ここまでは、現在の王国の統治体制を確認したに過ぎない。


大切なのはここから…。


アイリーンが持つカップに視線を落とすと、残る紅茶の表面に写る自分と目が合う。


『なんて不安そうで情けない顔なの…。

でも、今日このときが私の出発点。

私は、私がすべきこと、私にしかできないことをやる!』


アイリーンは、一度強く眼を瞑った後、ノイエを見据えて言葉を続ける。


続くアイリーンの話を要約すると、こうである。


このアストリア王国は、元々は小さな都市国家群が周囲の強国から身を守るため合議制の連合国を築いたのが始まりであった。


無事に強国からの侵攻を退けたものの、所詮は自分の利権を最優先に考える各都市の元首たち…他国からの脅威がなくなれば、いずれ醜悪な内乱に至るのは、半ば必然であると言えた。


その内乱を治め、国家を統一した英雄が初代国王であるアストリア一世であり、以来900年以上にわたって王国の統治は続いている。


この地がアストリア大陸と呼ばれているのも、大陸の暦にアストリアの名が冠されているのも、全ては大陸一の強国として恐れられた王国に対する畏敬の念から来ていた。


しかし、長い王国の治世の中で、賢王による統治で国が豊かになることもあれば、暴君が圧政を敷き民草を苦しめることもある。


そして、王国に暴君・暗君が数代にわたって続いた時代に、貴族制度のお約束ともいうべき負の体制が確立される。


すなわち、国王は国の未来を憂いて苦言を呈する忠臣を遠ざけ、自分に媚びへつらう者を重用した。

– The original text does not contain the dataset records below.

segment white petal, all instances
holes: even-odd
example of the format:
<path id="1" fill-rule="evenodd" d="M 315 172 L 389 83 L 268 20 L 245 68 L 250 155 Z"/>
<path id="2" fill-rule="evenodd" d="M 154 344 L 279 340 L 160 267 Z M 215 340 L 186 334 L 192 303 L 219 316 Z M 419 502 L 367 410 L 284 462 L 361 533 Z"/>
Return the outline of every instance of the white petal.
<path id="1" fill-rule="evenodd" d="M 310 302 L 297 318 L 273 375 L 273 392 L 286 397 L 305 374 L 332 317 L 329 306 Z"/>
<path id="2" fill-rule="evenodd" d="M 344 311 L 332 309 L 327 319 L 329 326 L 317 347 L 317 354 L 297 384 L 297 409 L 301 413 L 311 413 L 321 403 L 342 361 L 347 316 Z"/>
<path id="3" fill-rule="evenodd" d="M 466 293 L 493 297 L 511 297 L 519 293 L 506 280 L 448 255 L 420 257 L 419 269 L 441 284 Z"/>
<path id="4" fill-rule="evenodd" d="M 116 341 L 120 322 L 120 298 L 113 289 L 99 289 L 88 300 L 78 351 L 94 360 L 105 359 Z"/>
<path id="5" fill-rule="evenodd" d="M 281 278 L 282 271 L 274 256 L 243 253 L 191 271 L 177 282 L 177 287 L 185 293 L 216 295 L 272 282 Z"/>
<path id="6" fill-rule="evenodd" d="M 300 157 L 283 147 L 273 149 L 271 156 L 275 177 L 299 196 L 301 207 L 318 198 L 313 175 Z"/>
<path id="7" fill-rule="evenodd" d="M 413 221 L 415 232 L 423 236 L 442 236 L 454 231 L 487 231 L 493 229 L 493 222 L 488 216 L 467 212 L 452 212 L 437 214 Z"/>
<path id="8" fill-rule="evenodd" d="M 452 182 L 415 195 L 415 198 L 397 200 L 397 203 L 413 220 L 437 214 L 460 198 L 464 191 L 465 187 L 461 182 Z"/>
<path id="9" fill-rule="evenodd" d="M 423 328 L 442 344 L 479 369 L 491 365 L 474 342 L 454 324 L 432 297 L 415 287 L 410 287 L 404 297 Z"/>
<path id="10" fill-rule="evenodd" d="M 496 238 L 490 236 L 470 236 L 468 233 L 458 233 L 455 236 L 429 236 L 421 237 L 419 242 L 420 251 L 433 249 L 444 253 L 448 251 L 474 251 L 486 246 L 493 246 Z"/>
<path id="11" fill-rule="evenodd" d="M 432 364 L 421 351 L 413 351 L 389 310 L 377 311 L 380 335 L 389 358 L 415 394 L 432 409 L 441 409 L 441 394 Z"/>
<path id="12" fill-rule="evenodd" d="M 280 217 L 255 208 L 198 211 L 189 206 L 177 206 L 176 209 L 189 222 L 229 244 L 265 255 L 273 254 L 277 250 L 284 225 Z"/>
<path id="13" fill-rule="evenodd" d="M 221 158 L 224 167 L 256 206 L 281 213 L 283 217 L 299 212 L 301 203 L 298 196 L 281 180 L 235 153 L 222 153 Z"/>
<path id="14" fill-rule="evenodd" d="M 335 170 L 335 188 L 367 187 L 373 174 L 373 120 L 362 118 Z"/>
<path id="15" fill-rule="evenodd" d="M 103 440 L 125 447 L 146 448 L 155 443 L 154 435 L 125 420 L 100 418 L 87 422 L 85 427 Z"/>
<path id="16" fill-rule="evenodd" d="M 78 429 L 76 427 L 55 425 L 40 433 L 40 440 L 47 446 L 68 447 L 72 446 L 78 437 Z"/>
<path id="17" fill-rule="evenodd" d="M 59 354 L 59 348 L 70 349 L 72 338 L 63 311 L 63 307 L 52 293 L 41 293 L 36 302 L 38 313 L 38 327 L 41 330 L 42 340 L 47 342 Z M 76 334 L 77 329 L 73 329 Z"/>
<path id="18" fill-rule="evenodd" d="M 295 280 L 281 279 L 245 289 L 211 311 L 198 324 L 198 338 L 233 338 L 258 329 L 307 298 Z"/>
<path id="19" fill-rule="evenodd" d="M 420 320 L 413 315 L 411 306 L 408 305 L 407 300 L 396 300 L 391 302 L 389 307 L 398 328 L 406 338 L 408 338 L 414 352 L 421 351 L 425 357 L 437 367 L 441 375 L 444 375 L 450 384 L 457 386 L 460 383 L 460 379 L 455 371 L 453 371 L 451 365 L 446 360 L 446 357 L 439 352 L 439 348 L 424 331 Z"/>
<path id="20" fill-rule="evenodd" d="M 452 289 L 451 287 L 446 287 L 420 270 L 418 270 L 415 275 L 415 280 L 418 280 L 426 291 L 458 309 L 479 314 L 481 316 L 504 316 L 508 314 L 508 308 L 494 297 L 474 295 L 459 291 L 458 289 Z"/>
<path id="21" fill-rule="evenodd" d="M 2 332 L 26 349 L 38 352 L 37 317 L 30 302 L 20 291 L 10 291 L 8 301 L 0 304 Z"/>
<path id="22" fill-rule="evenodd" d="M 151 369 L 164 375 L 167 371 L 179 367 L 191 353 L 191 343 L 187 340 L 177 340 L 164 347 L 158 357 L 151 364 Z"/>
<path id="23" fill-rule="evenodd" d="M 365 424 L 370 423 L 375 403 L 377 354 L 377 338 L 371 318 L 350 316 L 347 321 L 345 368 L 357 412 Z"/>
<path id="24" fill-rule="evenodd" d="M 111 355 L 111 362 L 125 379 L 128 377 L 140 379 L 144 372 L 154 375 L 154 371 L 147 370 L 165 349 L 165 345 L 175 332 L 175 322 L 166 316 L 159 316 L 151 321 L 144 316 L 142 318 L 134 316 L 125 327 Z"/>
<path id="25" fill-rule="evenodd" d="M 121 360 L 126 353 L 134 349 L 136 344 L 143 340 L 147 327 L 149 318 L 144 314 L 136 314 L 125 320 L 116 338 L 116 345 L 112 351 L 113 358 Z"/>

貴族・商人、武官・文官を問わず賄賂や買収が横行し、あるいは政敵を陥れるための策謀謀略が飛び交った。


ここまでわかりやすく内部が腐敗すると、国が衰えるのも早い。


また、アストリア王国は広大で肥沃な大地に恵まれ、資源も豊富、大陸の中央に位置しており海にも面していることから交通の要所として大いに発展してきた。

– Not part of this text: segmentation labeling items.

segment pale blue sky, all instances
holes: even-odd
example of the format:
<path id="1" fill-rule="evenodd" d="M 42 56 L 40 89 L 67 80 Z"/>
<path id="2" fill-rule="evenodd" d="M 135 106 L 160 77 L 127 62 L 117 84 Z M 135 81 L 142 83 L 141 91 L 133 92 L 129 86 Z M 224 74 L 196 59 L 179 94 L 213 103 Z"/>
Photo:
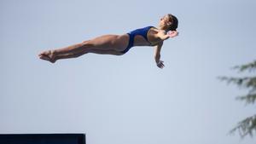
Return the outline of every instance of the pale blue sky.
<path id="1" fill-rule="evenodd" d="M 89 54 L 50 64 L 42 50 L 156 26 L 180 36 L 122 56 Z M 247 90 L 217 77 L 255 60 L 256 2 L 0 1 L 0 133 L 86 133 L 88 144 L 254 144 L 227 133 L 255 113 Z"/>

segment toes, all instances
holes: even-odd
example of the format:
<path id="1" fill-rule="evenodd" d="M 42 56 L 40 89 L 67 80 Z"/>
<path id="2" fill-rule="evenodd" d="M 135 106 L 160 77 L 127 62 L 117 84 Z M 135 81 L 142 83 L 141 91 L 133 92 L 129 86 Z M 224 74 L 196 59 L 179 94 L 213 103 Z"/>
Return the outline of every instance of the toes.
<path id="1" fill-rule="evenodd" d="M 49 61 L 50 60 L 50 58 L 46 55 L 40 55 L 39 58 Z"/>

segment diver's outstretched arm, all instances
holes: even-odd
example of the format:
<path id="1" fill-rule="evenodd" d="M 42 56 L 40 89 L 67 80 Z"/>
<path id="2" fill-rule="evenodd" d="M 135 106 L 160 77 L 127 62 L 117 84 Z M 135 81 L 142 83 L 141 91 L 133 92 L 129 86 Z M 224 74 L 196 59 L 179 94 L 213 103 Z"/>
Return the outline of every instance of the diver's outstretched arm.
<path id="1" fill-rule="evenodd" d="M 161 48 L 163 46 L 163 43 L 164 42 L 160 43 L 154 48 L 154 60 L 156 62 L 156 66 L 159 68 L 164 68 L 164 66 L 165 66 L 165 65 L 163 64 L 164 61 L 160 60 L 160 51 L 161 51 Z"/>

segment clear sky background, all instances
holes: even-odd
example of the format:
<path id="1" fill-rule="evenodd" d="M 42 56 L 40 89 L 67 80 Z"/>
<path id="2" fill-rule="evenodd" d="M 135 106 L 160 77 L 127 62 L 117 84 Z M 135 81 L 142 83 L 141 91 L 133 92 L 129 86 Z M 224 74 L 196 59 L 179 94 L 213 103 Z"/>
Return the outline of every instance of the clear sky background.
<path id="1" fill-rule="evenodd" d="M 123 34 L 173 14 L 179 37 L 122 56 L 55 64 L 39 52 Z M 255 144 L 228 132 L 255 113 L 218 76 L 255 60 L 253 0 L 0 1 L 0 133 L 86 133 L 88 144 Z"/>

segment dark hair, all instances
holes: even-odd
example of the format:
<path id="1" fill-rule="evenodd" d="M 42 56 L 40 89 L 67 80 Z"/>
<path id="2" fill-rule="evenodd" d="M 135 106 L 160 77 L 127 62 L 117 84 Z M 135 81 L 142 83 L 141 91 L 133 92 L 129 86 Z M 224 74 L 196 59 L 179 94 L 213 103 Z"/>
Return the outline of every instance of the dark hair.
<path id="1" fill-rule="evenodd" d="M 170 20 L 172 22 L 172 25 L 170 25 L 170 30 L 171 31 L 176 31 L 177 28 L 178 20 L 176 16 L 172 15 L 172 14 L 168 14 L 168 16 L 170 17 Z"/>

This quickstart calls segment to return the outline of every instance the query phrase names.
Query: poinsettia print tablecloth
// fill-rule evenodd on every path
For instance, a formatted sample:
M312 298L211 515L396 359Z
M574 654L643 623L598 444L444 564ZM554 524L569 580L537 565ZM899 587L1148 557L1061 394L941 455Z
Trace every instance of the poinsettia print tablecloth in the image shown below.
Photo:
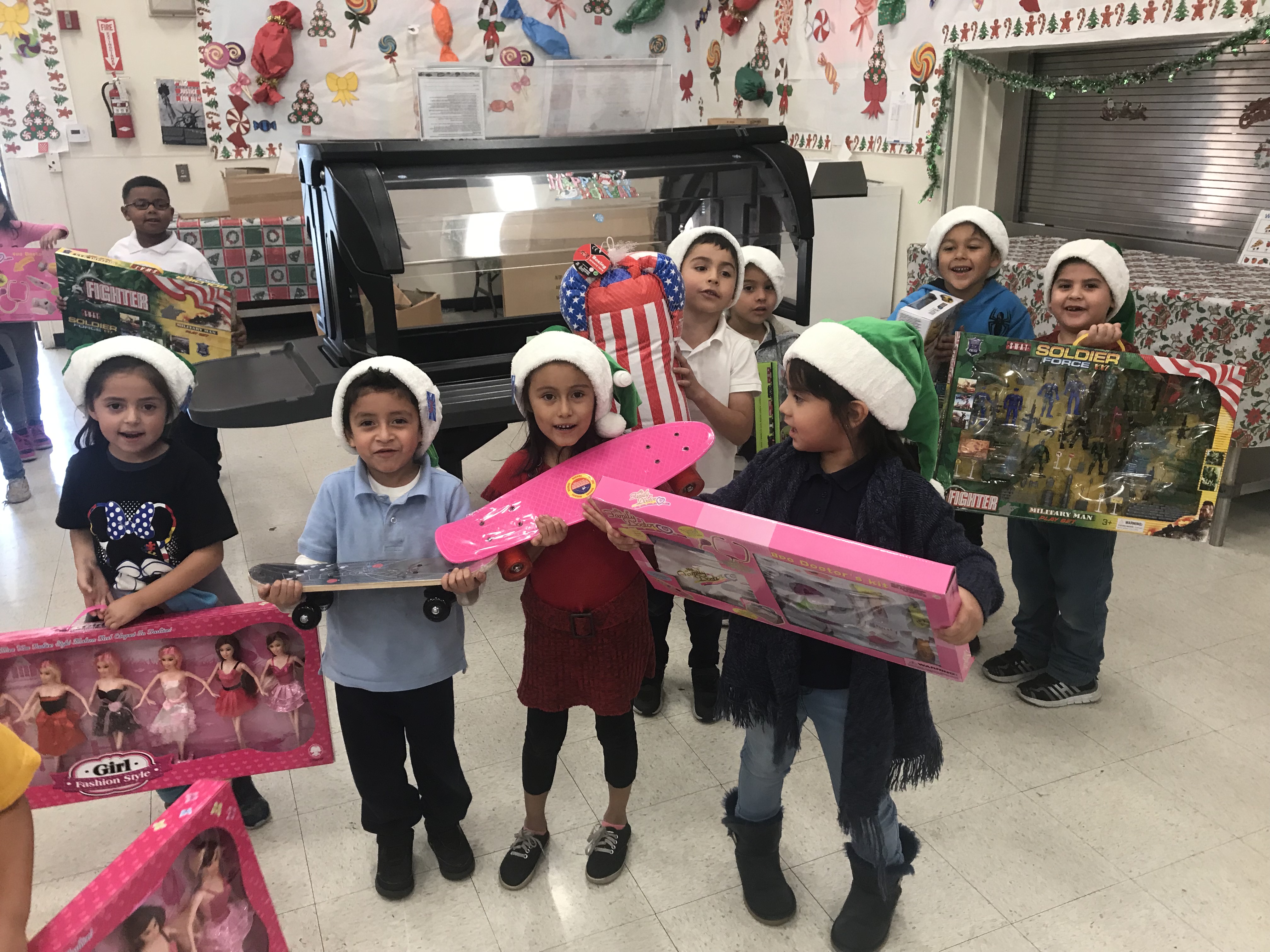
M1011 239L1011 258L1001 268L1001 283L1031 311L1036 336L1054 330L1043 301L1041 273L1062 244L1053 237ZM1243 396L1231 438L1243 447L1270 446L1270 269L1151 251L1125 251L1124 260L1138 301L1138 348L1163 357L1242 364ZM909 289L936 277L926 249L909 245Z

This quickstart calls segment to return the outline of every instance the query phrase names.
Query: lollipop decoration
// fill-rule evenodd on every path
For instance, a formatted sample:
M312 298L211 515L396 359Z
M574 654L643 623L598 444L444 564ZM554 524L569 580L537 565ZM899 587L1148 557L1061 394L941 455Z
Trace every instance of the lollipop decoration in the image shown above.
M353 38L348 41L348 48L352 50L362 27L371 25L371 14L380 5L380 0L344 0L344 5L348 8L344 10L344 19L348 20L348 28L353 30Z
M926 94L931 91L930 80L931 75L935 72L935 63L939 57L935 53L935 47L931 43L922 43L913 48L913 55L908 57L908 71L913 76L913 85L909 89L913 91L914 102L917 108L913 110L913 127L916 128L922 121L922 103L926 102Z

そんな王国の国力の低下が他国に知られればどうなるか。


周辺の国は次々に、ときには同盟を結び、こぞって王国に攻め込んだ。


度重なる戦火に王国はさらに疲弊し、次第に版図の縮小を余儀なくされていった。


その後、ようやく王国の暗黒時代が終わり、比較的まともな性格と見識と能力を備えた王、つまりアイリーンの祖父が即位したが…有力な貴族たちは自分たちの利権を守るため、国王に対して不遜な言動に出る。


曰く


「暗君の悪政が民を苦しめ、戦禍を招き、貴重な領地を損なった。

今、王国が滅亡の難を逃れ存続しているのは、我々騎士団が命を賭して国を守ったからである。」


貴族の中でも忠義の厚い者、良識ある者、そして騎士団の中でも不正を良しとしなかったごく一部の騎士が国王を支持したが、それ以外の全ての騎士たちと、国が腐敗した詳しい経緯など知る由もない多くの民は、有力貴族の扇動に乗る形で国王を非難するようになった。


こうして、国王の威信は地に堕ち、代わりに有力貴族が政治、軍事、経済を牛耳るようになっていた。

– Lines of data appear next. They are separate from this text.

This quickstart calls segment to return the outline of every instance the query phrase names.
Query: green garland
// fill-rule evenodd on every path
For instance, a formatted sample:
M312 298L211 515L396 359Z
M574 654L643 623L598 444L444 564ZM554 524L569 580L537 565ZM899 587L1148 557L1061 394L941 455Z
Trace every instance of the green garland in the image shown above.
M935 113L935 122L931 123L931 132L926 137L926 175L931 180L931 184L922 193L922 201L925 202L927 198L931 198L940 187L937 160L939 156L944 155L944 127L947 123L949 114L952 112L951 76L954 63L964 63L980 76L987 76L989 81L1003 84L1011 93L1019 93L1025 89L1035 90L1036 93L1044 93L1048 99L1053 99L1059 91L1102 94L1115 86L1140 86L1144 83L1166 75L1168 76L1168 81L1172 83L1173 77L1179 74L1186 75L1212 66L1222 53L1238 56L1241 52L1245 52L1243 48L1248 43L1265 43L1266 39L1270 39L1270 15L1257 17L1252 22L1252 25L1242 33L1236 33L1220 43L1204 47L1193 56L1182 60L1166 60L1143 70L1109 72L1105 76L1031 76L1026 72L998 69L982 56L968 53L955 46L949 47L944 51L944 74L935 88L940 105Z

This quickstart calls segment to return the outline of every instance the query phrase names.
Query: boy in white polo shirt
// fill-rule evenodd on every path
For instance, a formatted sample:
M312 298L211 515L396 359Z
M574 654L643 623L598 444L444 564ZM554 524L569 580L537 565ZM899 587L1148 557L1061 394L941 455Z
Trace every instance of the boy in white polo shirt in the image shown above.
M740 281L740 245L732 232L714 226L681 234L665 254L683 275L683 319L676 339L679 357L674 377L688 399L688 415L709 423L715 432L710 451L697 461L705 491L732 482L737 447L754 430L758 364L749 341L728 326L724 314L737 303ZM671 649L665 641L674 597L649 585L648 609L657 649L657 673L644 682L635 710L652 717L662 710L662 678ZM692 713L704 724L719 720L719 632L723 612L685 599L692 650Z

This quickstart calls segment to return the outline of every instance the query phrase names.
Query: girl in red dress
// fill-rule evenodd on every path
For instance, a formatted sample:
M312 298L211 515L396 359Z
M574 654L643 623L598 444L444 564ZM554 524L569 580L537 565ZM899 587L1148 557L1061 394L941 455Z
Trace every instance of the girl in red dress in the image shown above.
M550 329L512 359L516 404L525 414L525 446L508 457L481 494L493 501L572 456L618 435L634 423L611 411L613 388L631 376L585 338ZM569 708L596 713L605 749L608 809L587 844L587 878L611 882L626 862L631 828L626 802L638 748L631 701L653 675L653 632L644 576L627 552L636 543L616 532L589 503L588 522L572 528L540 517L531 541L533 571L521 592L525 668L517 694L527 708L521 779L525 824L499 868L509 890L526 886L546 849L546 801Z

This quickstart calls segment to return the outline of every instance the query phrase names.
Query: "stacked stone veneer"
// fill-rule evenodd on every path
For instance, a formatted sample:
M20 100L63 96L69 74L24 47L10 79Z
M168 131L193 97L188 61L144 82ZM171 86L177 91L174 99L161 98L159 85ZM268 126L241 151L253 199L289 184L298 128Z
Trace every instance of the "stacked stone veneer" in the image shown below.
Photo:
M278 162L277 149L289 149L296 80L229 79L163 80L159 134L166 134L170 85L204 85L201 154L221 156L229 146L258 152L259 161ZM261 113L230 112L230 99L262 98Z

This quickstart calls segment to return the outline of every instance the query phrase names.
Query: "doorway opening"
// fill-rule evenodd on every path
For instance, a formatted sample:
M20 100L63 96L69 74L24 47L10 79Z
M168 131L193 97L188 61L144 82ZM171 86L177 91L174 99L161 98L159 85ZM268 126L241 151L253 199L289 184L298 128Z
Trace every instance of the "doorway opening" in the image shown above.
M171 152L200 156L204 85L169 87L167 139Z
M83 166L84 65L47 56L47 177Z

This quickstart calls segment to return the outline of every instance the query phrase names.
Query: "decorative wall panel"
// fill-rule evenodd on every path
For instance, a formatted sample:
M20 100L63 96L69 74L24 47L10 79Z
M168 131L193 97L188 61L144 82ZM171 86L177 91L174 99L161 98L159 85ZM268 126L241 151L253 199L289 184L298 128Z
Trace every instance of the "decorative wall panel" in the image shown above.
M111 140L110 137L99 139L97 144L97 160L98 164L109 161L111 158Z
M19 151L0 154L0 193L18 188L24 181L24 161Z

こうなると、国王といえど貴族の専横を正すのは容易ではなく、騎士団の実権を握る上級貴族たちの協力がなければ、国を守るための兵を動かすこともできない状況にまで追いやられていたのだった。


ここまで話したアイリーンは、残りの紅茶を一気に飲み干し、テーブルの上に置かれたソーサーにカップを戻すと、姿勢を正し、ノイエを見つめる。


「だから、聖天騎士団に頼らずに国を守るための新たな騎士団をどうしても作らなくてはならない。

そして、それを実現させるためには…ノイエ、貴方の力が必要だわ。

ノイエ、どうか私に力を貸し」


「お断りします。」


「ブッフォッフッ⁉︎」


同時にいくつものことが起きた。


まさか、ノイエがアイリーンの話をブった斬って、しかも、にべもなく断るとは思っていなかったタルタロスは、ちょうど飲み下そうとしていた紅茶が気管に入り、咽せて紅茶を噴出させた。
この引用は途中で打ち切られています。